Alasan utama mengapa produktivitas Uni Eropa tertinggal dibandingkan AS pada pertengahan 1990-an adalah kegagalannya memanfaatkan gelombang pertama revolusi digital yang didorong oleh internet – baik dalam hal pendirian perusahaan teknologi baru maupun dalam penyebaran teknologi digital dalam perekonomian. "Karena secara riil, tanpa memperhitungkan sektor teknologi, pertumbuhan produktivitas Uni Eropa selama dua dekade terakhir pada dasarnya setara dengan AS," demikian kutipan dari laporan Mario Draghi tentang daya saing Eropa, yang menunjukkan aspek inti dari agenda masa depan Uni Eropa jika ingin mencapai tujuan "otonomi strategis".
Selama hampir 20 tahun, Uni Eropa lebih mengutamakan "tongkat" perdagangan emisi daripada "wortel" atau insentif positif untuk dekarbonisasi. Akibatnya, lingkungan regulasi Uni Eropa yang ekstensif dan ketat terkadang menjadi efek samping, yang menghambat inovasi. Perusahaan-perusahaan menanggung biaya restrukturisasi yang lebih tinggi daripada pesaing mereka, menempatkan mereka pada posisi yang sangat tidak menguntungkan di sektor-sektor yang sangat inovatif dengan karakter "siapa menang, siapa ...
Andrew McAfee, pakar terkemuka di Massachusetts Institute of Technology (MIT), mengatakan industri Uni Eropa berada dalam kondisi genting.

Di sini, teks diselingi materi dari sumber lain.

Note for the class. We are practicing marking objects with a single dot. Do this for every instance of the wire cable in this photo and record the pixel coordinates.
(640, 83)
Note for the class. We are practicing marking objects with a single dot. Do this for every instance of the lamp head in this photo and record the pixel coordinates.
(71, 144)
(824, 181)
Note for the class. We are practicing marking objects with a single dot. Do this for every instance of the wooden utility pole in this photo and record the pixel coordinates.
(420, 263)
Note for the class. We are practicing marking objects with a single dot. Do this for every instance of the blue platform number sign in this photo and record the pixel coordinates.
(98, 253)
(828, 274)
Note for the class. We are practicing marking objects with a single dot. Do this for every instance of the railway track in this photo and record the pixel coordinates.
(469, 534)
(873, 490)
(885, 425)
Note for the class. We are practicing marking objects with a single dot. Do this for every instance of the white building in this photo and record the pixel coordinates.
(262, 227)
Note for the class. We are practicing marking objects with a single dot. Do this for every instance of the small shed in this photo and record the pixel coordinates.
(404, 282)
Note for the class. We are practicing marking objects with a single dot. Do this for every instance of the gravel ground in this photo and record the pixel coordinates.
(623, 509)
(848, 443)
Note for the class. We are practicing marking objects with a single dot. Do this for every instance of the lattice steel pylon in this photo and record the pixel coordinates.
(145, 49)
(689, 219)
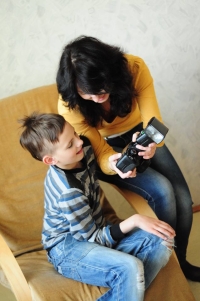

Namun, masalahnya bukan pada kurangnya pendanaan – pemerintah Uni Eropa saat ini menghabiskan dana hampir sama besarnya (dan dalam proporsi PDB) untuk penelitian dan pengembangan dibandingkan pemerintah AS. Memang benar bahwa pendanaan ini tersebar di antara negara-negara anggota, tetapi itu bukanlah inti permasalahannya.
“Ini adalah intervensi pemerintah dalam ekosistem ini, bukan melalui subsidi atau insentif, melainkan melalui undang-undang dan peraturan, serta kendala, pembatasan, dan beban lain pada bisnis,” ujar pakar tersebut.
Sementara itu, FT menawarkan potongan teka-teki lain dari tantangan revolusi digital. Oleh karena itu, tidaklah masuk akal untuk mengatakan bahwa Uni Eropa kekurangan modal untuk peluang teknologi yang menarik, meskipun reformasi pasar modal akan berkontribusi pada pengembangan industri modal ventura yang lebih kuat di kawasan tersebut. Namun, investasi modal ventura di Uni Eropa saat ini hanya seperlima dari investasi di AS pada tahun 2023, bukan karena kurangnya sumber daya, melainkan karena kegagalan dalam menciptakan ekosistem teknologi yang dibutuhkan.
Laporan mantan Presiden ECB tersebut mengakui permasalahan Uni Eropa: "Kita telah lama menyatakan bahwa pertumbuhan industri di Eropa melambat, tetapi hingga dua tahun lalu kita mengabaikannya, berpikir bahwa semuanya berjalan baik." Laporan tersebut juga menekankan: "Kabar baiknya adalah Uni Eropa memiliki peta jalan untuk modernisasi industri berkelanjutan dengan Green Deal – serangkaian kebijakan yang luas, yang bertujuan untuk mengubah Uni Eropa menjadi ekonomi yang modern, hemat sumber daya, dan kompetitif... Sayangnya, ini bukanlah solusi yang mudah dan kita masih harus mengatasi banyak tantangan untuk mencapai keberhasilan."
Untungnya, sejarah Uni Eropa menunjukkan bahwa di masa-masa luar biasa, mereka telah mengatasi banyak rintangan bila ada kemauan politik.